ESTÁN A PUNTO DE TERMINAR O-cho años de gobierno de George W. Bush, quien pasará a la historia universal de la infamia.
Su extenso prontuario de arbitrariedades incluye el genocidio contra el pueblo iraquí, la violación de derechos humanos y de leyes internacionales, el uso de la mentira para invadir una nación soberana, la tortura de prisioneros de guerra, el irrespeto a la autodeterminación y la utilización de armas químicas.
Bush, quien no fue menor a las acciones de su padre, se inscribe dentro de los gobernantes estadounidenses que se tomaron muy a pecho la doctrina del Destino Manifiesto, según la cual ese país está señalado por la Providencia para expandirse y llevar la “democracia” a otras partes del mundo. Bush se creyó un redentor, una suerte de enviado mesiánico, que podía decidir quién era terrorista, cuál era el Eje del Mal, y todo, claro, porque había que tener el petróleo de Irak, y porque, pese a sus limitaciones mentales, sabía, como dijo Peter Ustinov, que “la guerra es el terrorismo de los ricos”.
Todos conocemos —incluso buena parte del pueblo norteamericano, tan ignorante en los asuntos de política exterior del imperio— las mentiras urdidas por Bush y sus halcones neoconservadores para invadir a Irak; cómo se pasó por la faja el derecho internacional; cómo convirtió a su viejo aliado, Sadam Hussein, en una especie de demonio —que tan poco era ninguna pera en dulce—, para justificar la barbarie que allí comete el ejército imperial.
Con la “milonga” de exportar a Irak la “democracia” y la “libertad”, el gobierno de Bush perpetró toda suerte de tropelías. Más de un millón de muertos es muestra suficiente de la ignominia. Las auténticas armas de destrucción masiva las usó el gobierno de Bush para arrasar una nación. Cómo olvidar, por ejemplo, la masacre en Faluya con fósforo blanco, que evocó los horrores del napalm que los Estados Unidos arrojaron en Vietnam. Con aquella sustancia, prohibida por las leyes internacionales, asesinaron a miles de civiles. Gracias a la televisión italiana, el mundo conoció la espeluznante matanza de los habitantes de la ciudad iraquí por las tropas yanquis.
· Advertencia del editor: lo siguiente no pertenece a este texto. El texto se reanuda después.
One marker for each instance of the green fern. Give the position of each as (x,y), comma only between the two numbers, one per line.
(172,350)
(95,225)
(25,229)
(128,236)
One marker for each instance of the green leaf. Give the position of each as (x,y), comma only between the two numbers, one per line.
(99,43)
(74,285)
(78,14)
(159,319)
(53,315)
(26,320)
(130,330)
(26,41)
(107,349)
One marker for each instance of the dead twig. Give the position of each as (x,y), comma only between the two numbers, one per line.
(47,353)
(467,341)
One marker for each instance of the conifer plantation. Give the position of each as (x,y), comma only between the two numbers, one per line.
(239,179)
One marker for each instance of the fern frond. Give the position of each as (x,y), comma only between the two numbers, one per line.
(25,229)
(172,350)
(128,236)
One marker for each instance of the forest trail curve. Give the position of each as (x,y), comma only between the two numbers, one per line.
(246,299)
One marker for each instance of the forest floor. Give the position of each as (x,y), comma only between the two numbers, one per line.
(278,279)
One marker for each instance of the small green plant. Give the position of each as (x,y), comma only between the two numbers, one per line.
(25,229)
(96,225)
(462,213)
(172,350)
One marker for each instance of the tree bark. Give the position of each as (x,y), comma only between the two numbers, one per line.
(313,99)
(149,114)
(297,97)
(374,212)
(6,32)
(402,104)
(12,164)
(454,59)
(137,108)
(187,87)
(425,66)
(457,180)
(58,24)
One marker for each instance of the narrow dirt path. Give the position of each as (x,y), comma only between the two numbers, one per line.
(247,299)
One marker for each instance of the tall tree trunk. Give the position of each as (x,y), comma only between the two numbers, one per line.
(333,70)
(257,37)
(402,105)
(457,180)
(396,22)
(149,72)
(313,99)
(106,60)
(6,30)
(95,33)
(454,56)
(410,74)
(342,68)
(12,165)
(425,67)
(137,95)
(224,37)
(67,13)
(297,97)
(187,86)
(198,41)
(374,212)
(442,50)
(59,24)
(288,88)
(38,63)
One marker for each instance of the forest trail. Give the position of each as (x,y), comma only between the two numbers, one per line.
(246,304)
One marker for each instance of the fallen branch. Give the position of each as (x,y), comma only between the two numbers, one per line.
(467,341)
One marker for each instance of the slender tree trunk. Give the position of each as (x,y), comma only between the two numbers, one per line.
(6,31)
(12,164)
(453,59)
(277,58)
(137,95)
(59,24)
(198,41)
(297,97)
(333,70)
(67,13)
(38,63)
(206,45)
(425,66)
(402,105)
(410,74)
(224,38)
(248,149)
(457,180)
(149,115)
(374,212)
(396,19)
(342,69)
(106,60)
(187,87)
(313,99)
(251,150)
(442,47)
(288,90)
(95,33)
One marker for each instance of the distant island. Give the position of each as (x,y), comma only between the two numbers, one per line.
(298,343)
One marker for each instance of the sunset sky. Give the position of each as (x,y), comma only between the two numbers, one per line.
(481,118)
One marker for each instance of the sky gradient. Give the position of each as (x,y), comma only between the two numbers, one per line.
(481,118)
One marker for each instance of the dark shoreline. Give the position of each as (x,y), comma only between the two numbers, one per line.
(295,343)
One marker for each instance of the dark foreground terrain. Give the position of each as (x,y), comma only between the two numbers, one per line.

Cómo olvidar las torturas en la cárcel de Abu Ghraib, que Fernando Botero pintó como un testimonio de la atrocidad.
Cómo no recordar las torturas en Guantánamo y las descaradas palabras de Bush que decían “nosotros no torturamos”. Al mismo tiempo, se oponía a la enmienda que prohibía los tratos “crueles, inhumanos o degradantes” a los detenidos por la autodenominada “guerra antiterrorista”. Ah, ¿se acuerdan de que el vicepresidente Dick Cheney pedía que, al menos, excluyeran de esa prohibición a la CIA?
Cómo no evocar, ahora, a la señora Cindy Sheehan, madre de un soldado gringo muerto durante una acción de la resistencia en Bagdad, quien estuvo muchas jornadas frente al rancho del presidente, en Texas, gritando que a su hijo lo asesinó Bush. ¿Si cree que la invasión a Irak es una causa justa —preguntaba la atribulada señora— por qué no manda a sus hijas gemelas a reemplazar a algunos soldados?
Bush, al que un periodista iraquí despidió a zapatazos, cuenta con la antipatía de los pueblos del mundo y termina su gobierno de espanto con la popularidad interna en el piso. Se conserva la esperanza de que algún día sea juzgado por crímenes de guerra, que la historia lo recuerde como un bárbaro, un mentiroso y vulgar vaquero de malas mañas. El mismo destino se espera para su clan de malhechores.
El arrogante Bush, que deja al imperio sumido en profunda crisis, en su despedida de tiranuelo en decadencia, debe ya saber que “se puede engañar a todo un pueblo por un tiempo, a una parte del pueblo todo el tiempo, pero no a todo un pueblo todo el tiempo”. Que los fantasmas de los muertos en Irak y Afganistán lo persigan siempre.